今日5月21日は、「ハルハウス」を設立して世界最大規模のセツルメントに発展させ、生涯を貧しい人たちに捧げたアメリカの女性社会事業家ジェーン・アダムズが、1935年に亡くなった日です。

1860年、イリノイ州シダービルに豊かな事業家の子として生まれたジェーン・アダムズは、幼いころに母親を亡くし、病弱だったことから家族の愛情を一身に集め、心優しい少女に成長しました。ロックフォード女学院を首席で卒業後、フィラデルフィア女子医科大学に入って医師をめざすものの、脊髄の病気が悪化したため勉学を中断、2年後の1883年に療養をかねて、家族でヨーロッパ旅行をしたとき、ロンドンの貧民街イーストエンドで、目をそむけたくなるほどの貧しい人々に出会いました。

イーストエンドには、オックスフォード大学教授のトインビーが提唱し、「セツルメント」というボランティアの学生らが活動する福祉施設があることを知ったジェーンは、帰国後に再びロンドンを訪れ、サミュエル・バーネットにより1884年に設立された「トインビーホール」を実地見学して感動、生涯を貧しい人たちのために捧げる決意を固めました。

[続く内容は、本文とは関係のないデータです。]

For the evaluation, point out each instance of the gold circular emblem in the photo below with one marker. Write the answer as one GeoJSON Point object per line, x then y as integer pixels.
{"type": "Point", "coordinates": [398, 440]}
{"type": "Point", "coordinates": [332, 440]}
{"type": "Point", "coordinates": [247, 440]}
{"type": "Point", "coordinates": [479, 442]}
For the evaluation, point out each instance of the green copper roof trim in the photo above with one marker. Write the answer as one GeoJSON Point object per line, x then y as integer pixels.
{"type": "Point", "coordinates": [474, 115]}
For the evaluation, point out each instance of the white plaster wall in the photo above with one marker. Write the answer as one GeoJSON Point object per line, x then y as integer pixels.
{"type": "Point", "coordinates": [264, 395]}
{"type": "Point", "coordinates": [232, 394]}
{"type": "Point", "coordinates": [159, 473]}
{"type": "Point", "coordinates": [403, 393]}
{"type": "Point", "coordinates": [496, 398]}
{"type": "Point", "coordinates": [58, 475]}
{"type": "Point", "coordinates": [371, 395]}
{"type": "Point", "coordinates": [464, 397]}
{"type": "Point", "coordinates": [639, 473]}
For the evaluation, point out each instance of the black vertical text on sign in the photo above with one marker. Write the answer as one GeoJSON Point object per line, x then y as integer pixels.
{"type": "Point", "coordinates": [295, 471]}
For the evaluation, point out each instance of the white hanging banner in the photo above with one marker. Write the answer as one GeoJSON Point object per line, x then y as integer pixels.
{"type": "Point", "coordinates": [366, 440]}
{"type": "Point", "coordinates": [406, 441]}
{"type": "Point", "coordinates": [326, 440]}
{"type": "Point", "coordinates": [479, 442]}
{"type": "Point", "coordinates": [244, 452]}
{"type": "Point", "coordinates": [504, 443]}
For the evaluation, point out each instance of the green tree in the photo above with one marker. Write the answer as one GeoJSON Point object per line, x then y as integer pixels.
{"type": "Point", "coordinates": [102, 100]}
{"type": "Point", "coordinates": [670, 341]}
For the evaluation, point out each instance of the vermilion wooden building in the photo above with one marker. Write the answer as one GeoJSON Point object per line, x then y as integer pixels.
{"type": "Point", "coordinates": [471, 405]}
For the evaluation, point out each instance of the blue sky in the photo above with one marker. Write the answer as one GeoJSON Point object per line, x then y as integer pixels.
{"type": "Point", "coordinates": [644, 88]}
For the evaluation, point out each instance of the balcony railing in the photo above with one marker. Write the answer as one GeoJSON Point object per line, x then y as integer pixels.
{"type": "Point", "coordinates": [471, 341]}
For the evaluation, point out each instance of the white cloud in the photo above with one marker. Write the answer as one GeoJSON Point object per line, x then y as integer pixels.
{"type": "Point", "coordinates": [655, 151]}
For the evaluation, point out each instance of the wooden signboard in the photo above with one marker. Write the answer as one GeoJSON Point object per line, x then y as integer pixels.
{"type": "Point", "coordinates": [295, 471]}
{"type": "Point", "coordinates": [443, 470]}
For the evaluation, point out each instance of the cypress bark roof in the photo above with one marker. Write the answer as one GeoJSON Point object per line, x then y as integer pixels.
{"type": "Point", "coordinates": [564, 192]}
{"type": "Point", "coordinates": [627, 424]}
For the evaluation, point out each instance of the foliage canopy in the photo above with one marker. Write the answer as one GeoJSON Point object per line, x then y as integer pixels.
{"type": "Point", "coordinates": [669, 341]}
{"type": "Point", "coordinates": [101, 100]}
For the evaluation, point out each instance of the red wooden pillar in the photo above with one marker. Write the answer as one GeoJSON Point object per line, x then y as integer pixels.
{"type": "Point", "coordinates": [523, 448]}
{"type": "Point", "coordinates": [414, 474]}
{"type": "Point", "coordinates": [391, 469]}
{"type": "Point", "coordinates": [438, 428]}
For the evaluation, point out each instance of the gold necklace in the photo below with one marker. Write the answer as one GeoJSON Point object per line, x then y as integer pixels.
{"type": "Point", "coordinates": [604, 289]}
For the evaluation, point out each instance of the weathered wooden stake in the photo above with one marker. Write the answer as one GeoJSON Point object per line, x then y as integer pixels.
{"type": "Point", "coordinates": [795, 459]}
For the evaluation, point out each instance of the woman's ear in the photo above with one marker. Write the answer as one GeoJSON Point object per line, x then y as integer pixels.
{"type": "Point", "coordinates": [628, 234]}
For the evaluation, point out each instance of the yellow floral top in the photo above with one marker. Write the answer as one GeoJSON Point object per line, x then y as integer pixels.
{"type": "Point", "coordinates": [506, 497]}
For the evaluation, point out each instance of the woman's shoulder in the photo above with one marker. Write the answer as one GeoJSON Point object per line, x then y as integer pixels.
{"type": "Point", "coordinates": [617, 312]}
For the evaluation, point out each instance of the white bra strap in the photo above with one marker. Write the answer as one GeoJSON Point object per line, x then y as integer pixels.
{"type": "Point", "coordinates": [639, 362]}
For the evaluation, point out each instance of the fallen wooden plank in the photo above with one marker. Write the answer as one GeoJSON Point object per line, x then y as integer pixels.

1889年、ジェーンは親友のエレン・スターと共同で、シカゴの貧民街にあった古い別荘を提供してもらうと、世界最大規模の地域福祉センター「ハルハウス」を設立しました。ジェーンとエレンとその仲間たちはここに住みつきました。ここは、働く母親たちのために子どもを預かって世話する保育所、料理や裁縫などを教える学校、運動場、集会所であり、音楽・演劇・絵画などの芸術活動などを通じて地域住民の生活や文化の中心となっていきました。

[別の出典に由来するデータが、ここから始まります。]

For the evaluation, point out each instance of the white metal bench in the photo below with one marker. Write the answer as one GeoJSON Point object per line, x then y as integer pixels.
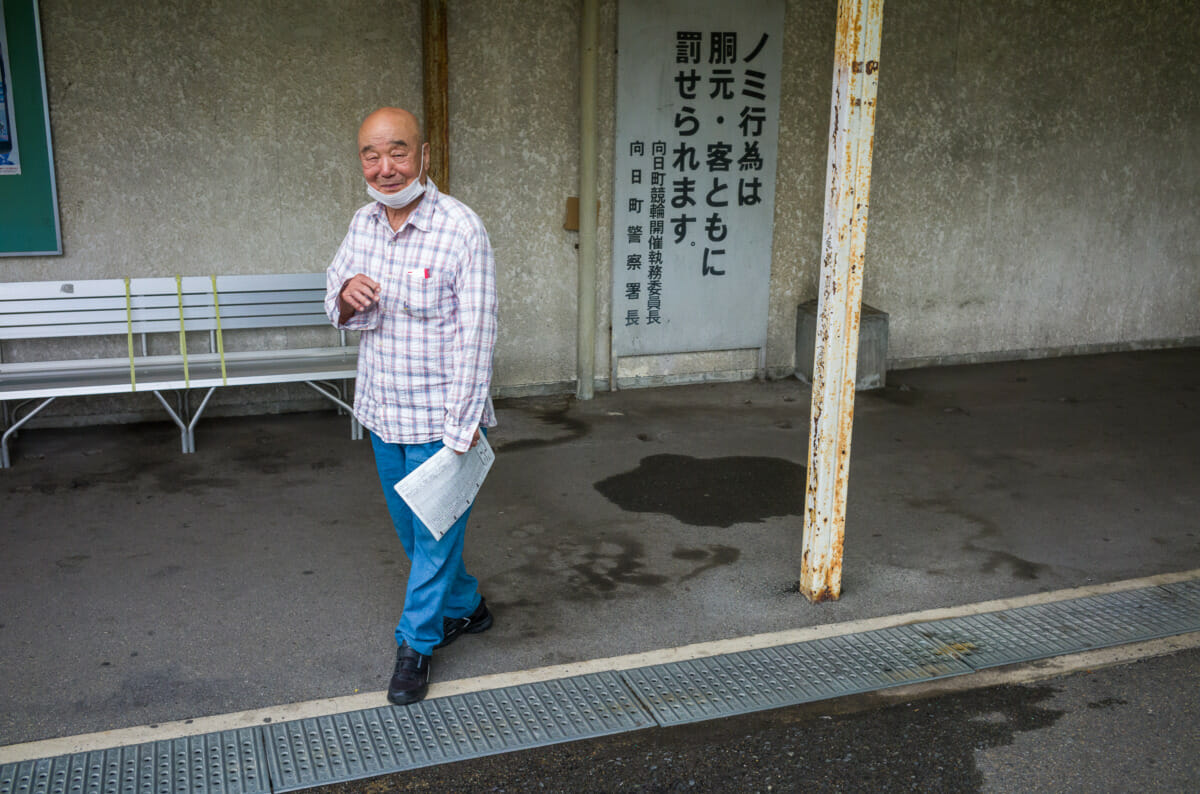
{"type": "Point", "coordinates": [137, 308]}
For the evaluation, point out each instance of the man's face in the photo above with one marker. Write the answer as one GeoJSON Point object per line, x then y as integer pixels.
{"type": "Point", "coordinates": [391, 154]}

やがて、彼女たちの活動や考えに共感した多くの人たちが活動に参加したり、多くの寄付金も集まってセツルメント運動は全国規模の拡がりをみせるようになりました。ジェーンは1911年、アメリカセツルメント・隣保事業センター連盟を創設して、その会長に就任しました。婦人参政運動でも強力なリーダーシップを発揮し、1919年には平和と国際女性同盟の会長に選ばれています。当時のハルハウスは、週に2千人もの人を世話し、成人のための夜間学校、幼稚園、少年少女のためのクラブ活動、慈善食堂、画廊、喫茶部、体育館、プール、製本所、音楽教室、図書館などを備えた大規模な活動だったといわれています。1923年には来日し、賀川豊彦ら社会事業家らとも交流しています。

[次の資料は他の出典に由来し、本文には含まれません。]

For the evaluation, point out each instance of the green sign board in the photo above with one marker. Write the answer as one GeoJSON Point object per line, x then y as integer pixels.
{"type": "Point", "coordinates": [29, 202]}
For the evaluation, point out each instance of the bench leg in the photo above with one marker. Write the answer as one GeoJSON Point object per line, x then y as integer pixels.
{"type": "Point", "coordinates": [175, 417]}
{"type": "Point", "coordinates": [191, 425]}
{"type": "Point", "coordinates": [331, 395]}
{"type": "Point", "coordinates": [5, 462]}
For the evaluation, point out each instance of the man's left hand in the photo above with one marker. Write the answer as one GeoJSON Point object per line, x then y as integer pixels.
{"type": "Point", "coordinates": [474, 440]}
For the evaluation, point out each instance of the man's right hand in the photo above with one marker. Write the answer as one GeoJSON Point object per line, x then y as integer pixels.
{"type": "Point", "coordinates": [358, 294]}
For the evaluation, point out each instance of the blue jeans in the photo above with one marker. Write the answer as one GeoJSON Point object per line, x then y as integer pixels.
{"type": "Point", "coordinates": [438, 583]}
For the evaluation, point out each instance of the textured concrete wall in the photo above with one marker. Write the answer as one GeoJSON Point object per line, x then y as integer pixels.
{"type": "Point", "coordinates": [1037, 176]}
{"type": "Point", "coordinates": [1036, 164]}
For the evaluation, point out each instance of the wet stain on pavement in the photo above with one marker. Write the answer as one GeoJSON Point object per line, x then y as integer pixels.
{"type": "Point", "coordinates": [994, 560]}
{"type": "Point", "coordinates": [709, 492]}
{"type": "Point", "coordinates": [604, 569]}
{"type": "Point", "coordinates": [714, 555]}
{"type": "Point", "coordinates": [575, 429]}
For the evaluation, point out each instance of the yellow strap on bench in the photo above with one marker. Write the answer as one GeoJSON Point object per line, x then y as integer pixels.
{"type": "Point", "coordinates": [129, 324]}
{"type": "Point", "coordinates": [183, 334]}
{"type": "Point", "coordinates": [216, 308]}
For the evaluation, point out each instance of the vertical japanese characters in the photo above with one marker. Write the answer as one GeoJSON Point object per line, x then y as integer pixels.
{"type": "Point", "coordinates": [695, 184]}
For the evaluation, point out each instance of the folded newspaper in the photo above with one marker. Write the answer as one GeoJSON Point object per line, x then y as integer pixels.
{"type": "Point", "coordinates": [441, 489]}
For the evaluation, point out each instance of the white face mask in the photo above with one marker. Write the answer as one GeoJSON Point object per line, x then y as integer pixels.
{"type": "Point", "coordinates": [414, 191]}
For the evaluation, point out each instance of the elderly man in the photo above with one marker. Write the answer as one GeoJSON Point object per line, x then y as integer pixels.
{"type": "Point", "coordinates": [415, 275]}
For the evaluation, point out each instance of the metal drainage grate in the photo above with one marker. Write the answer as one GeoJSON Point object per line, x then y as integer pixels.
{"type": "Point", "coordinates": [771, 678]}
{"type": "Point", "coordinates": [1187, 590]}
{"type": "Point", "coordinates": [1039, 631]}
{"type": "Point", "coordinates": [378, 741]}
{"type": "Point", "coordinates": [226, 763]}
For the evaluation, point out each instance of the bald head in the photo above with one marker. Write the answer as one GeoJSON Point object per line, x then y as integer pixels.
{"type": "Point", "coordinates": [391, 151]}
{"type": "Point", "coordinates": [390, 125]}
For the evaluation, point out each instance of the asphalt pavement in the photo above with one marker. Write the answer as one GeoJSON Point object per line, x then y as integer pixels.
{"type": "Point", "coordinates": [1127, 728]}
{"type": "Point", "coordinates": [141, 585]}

そして1931年、そんな長年の功績が認められ、ノーベル平和賞を受賞。その後も74歳で生涯を閉じるまで、45年間もフル・ハウスに住みこんで、貧しい人たちへ奉仕し続けたのでした。


「5月21日にあった主なできごと」

1575年 長篠の戦い…甲斐の武田勝頼と、織田信長・徳川家康軍との間で、三河の長篠城をめぐる戦いがありました。この「長篠の戦い」で武田軍は、信長・家康の連合軍に完膚なきまでにやられてしまい、多くの勇将を失いました。

1927年 大西洋無着陸横断飛行…アメリカの飛行家リンドバーグは、前日ニューヨークを飛び立ち、この日の夜パリに到着しました。所要時間33時間30分、世界初の大西洋無着陸単独飛行でした。リンドバーグは、1931年には北太平洋を横断して日本にも到達し、大歓迎を受けました。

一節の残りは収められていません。